With ITTIA Analitica, developers and operators can visualize live and historical data directly on the device, using tables, charts, and graphs, without sending data to the cloud. This enables observability, debugging, and trust in AI behavior.

Selective Data Export with ITTIA Data Connect

Rather than streaming raw data, ITTIA DB Platform enables selective data export, sharing only high-value insights such as anomalies, health scores, or AI results. This reduces cost, preserves data ownership, and supports scalable fleet deployments.

Security and Data Integrity

Edge AI decisions are only as trustworthy as the data behind them. ITTIA DB Platform includes encryption, access control, and crash-safe transactions to protect sensitive data and ensure integrity, even during power loss.

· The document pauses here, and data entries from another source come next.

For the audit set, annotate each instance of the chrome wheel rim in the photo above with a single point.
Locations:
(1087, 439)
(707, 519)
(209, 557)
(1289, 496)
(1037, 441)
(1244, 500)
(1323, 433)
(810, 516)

A Complete Edge AI Data Platform

When combined, the ITTIA DB Platform delivers a complete, production-grade solution for embedded Edge AI, unifying deterministic real-time data management with AI-ready data pipelines at the edge. The platform provides persistent storage and fault logging to preserve critical system history, on-device analytics and visualization for observability and trust, and secure, zero-administration operation for long-life deployments. Designed to scale seamlessly across embedded hardware—from MCUs to multicore MPUs and ECUs, ITTIA DB Platform enables reliable, intelligent systems that transform raw device data into actionable Edge AI insights where performance, safety, and autonomy matter most.

Conclusion

Edge AI is not just about running models; it’s about delivering trusted intelligence in real-world conditions. That requires data to be captured, validated, stored, analyzed, and understood at the edge, with deterministic behavior and long-term reliability.

ITTIA DB Platform provides the data foundation that makes production Edge AI possible. From ingestion to inference, from diagnostics to visualization, ITTIA DB delivers a complete, embedded-first platform that turns raw device data into actionable intelligence, exactly where and when it matters.